I marched around that bandstand until I was probably the oldest child to do that, about age eleven, and then, feeling foolish that people thought I was too big to be doing that, I resorted to sitting in the back seat of our Studebaker. I didn't like that as well, for I couldn't SEE the instruments as well, or feel the vibrations from sitting on the steps. Also, it was at this time I decided to invent screens for car windows. There were always lots of mosquitoes there. That hope was dashed when air-conditioners arrived in cars.
There was a little ice cream shop very close, near the corner of the park, and we would usually get either ice cream or, my favorite, an ice-cold root beer. What a delight and it just polished off the evening.
The cars all parked completely around the bandstand with headlights pointed straight in to the center. Most people stayed in their cars and at every number's end they all laid on their horns. It was a contest to see who could blow his horn the loudest, and needless to say, who horn would be the VERY last to quit honking. There was always one last "beep".
I cannot presently recall any conductor other than Mr. Maury Wright. I remember watching the baton, ever so crisply being propelled up and down. A man played the tiny piccolo, and then would change to flute very quickly. I always wondered how his fingers could hit the right note. I wanted to try to play some of the instruments but was too shy to ask.

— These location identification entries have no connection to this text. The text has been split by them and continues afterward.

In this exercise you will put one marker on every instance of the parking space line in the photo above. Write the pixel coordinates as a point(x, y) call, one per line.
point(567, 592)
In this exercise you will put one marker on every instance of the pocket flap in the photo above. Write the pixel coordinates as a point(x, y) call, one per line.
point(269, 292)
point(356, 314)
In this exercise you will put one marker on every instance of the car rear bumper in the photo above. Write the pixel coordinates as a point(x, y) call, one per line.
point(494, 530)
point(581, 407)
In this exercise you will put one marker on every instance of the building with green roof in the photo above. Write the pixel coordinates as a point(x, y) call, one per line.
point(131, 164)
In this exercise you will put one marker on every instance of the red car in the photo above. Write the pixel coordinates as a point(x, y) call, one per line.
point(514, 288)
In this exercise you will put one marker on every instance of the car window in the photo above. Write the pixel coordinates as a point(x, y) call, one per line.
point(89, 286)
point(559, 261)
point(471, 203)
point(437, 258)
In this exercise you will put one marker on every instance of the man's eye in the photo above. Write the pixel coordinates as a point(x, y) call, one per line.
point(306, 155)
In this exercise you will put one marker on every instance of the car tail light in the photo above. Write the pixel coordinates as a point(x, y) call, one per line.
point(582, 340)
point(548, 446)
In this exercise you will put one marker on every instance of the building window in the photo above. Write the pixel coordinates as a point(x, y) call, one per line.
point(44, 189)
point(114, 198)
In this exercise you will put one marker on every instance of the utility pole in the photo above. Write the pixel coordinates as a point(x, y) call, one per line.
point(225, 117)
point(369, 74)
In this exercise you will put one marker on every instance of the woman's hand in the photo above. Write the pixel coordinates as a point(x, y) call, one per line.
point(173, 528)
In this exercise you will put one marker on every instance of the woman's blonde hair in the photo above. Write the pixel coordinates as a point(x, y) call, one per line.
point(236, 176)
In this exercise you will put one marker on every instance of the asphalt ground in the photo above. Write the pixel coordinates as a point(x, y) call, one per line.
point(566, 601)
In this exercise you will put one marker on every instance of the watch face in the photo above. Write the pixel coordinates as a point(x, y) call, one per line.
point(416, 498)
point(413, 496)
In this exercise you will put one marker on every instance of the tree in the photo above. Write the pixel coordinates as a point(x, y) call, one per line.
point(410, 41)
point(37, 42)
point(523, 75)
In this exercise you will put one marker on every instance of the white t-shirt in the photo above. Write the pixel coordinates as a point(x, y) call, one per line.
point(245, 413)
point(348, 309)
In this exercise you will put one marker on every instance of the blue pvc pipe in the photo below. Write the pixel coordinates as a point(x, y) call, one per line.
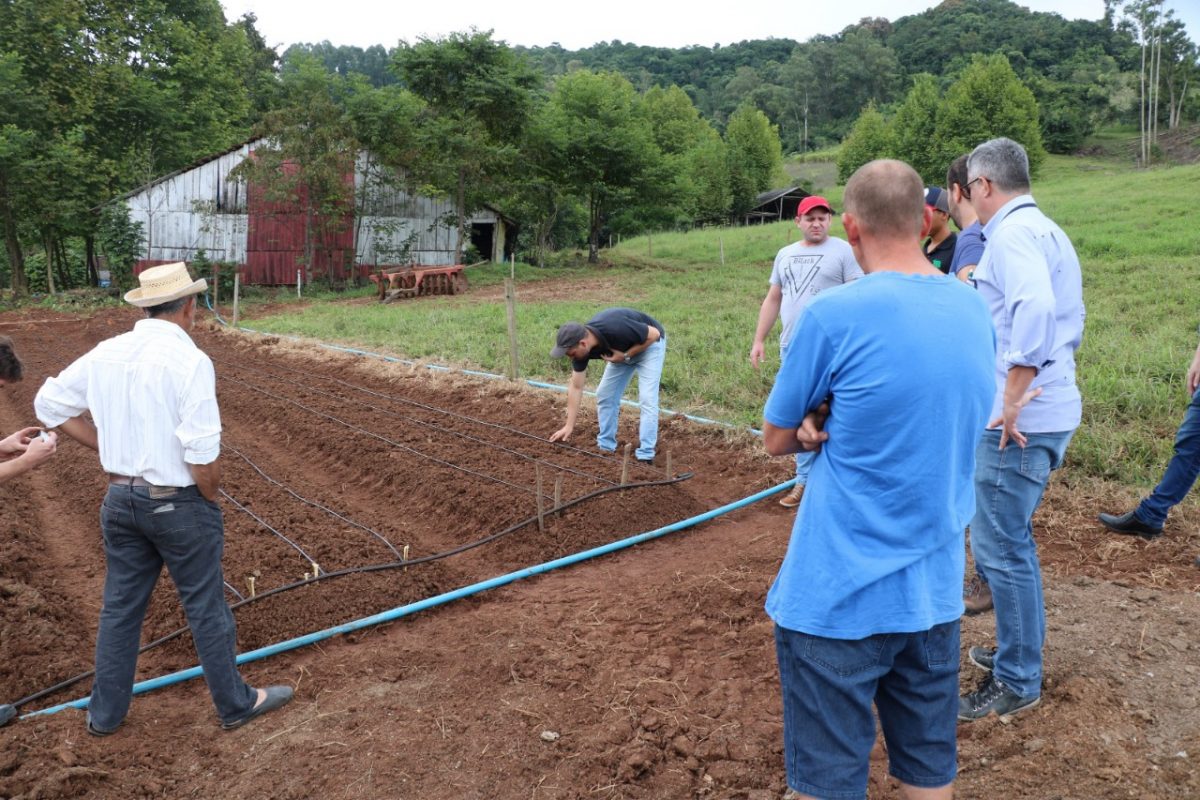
point(438, 600)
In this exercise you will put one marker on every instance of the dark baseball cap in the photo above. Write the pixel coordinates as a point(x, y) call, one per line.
point(937, 199)
point(569, 335)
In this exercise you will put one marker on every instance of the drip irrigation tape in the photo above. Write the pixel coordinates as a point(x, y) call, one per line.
point(312, 503)
point(385, 439)
point(373, 567)
point(438, 600)
point(435, 409)
point(478, 373)
point(263, 523)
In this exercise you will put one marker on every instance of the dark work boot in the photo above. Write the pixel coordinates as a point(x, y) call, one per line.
point(1129, 524)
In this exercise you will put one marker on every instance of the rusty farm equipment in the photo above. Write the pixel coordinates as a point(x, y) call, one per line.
point(399, 283)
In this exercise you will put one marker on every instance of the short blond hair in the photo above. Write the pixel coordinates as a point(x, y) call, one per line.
point(887, 198)
point(11, 368)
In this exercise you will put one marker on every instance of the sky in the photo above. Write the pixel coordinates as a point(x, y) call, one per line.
point(579, 25)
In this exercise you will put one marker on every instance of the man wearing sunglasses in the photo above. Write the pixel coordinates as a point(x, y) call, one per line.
point(1030, 277)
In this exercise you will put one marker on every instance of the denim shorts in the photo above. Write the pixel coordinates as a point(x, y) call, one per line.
point(829, 728)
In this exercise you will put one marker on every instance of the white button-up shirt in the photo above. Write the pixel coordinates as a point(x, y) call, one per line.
point(153, 396)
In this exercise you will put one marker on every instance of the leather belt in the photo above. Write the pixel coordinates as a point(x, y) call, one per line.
point(127, 480)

These same men loyally played in the Municipal Band every year. There is probably a list and perhaps I would recognize some of the other names. The concerts were on Wednesday evenings and again on Sunday. We hardly missed a concert. I was enchanted, as a young girl, to watch the colored water jetting into heaven as the fanciful music propelled me into a fantasy land. I was extremely happy to be presented with this offering of perky, invigorating, uplifting music. My bones just would not sit still. Around the old band stand were white blooming bridal wreath. Children constantly marched, stomped, and tip-toed around and around the bandstand on any and every number. We didn't wait for one special number as nowadays, but always marched during the whole program. Bigger children took the lead or took the hands of smaller children. Even live pets were dragged by their tiny masters round and round. What a great and lasting memory. Starting the piano at age four, I was already interested in music and I was enthralled with this whole experience. I knew at a young age that this was the entertainment for me! I'm sure I eagerly jumped into the old Studebaker car every week, to be driven over to the "fairyland", Crapo Park, where I could climb to the top step, as close to the conductor as I could get to watch absolutely everything I could digest about music from my perch. Quietly, mannerly, so as never to be in the way, I observed hungrily, grasping how that trombone could get all those movable sounds. I feasted my eyes on Schmitty, watching his fingers march up and down, up and down, only to clap as loud as I could at each numbers end.
These men had a ritual each and every morning at the post office. They were to report to work and be ready to "case the mail" by 5:00 a.m. each day. Before starting each morning, the band members, plus my father, each had these little ceremonial tunes they played before starting work. My father, Roy, did not play in the band, but joined them each morning with his stringed instrument. I believe it is called a pianola. I still have this instrument. It got more and more out of tune, and probably he didn't know how to tune it! Several times in the summer, while on school vacation, I got to go to the Post Office and sit right outside the door and listen to their morning ritual before leaving on his mail route. I am presuming I wasn't allowed actually inside, thus my seat by the alley on the top step, located in the old Post Office, next to the present fire station.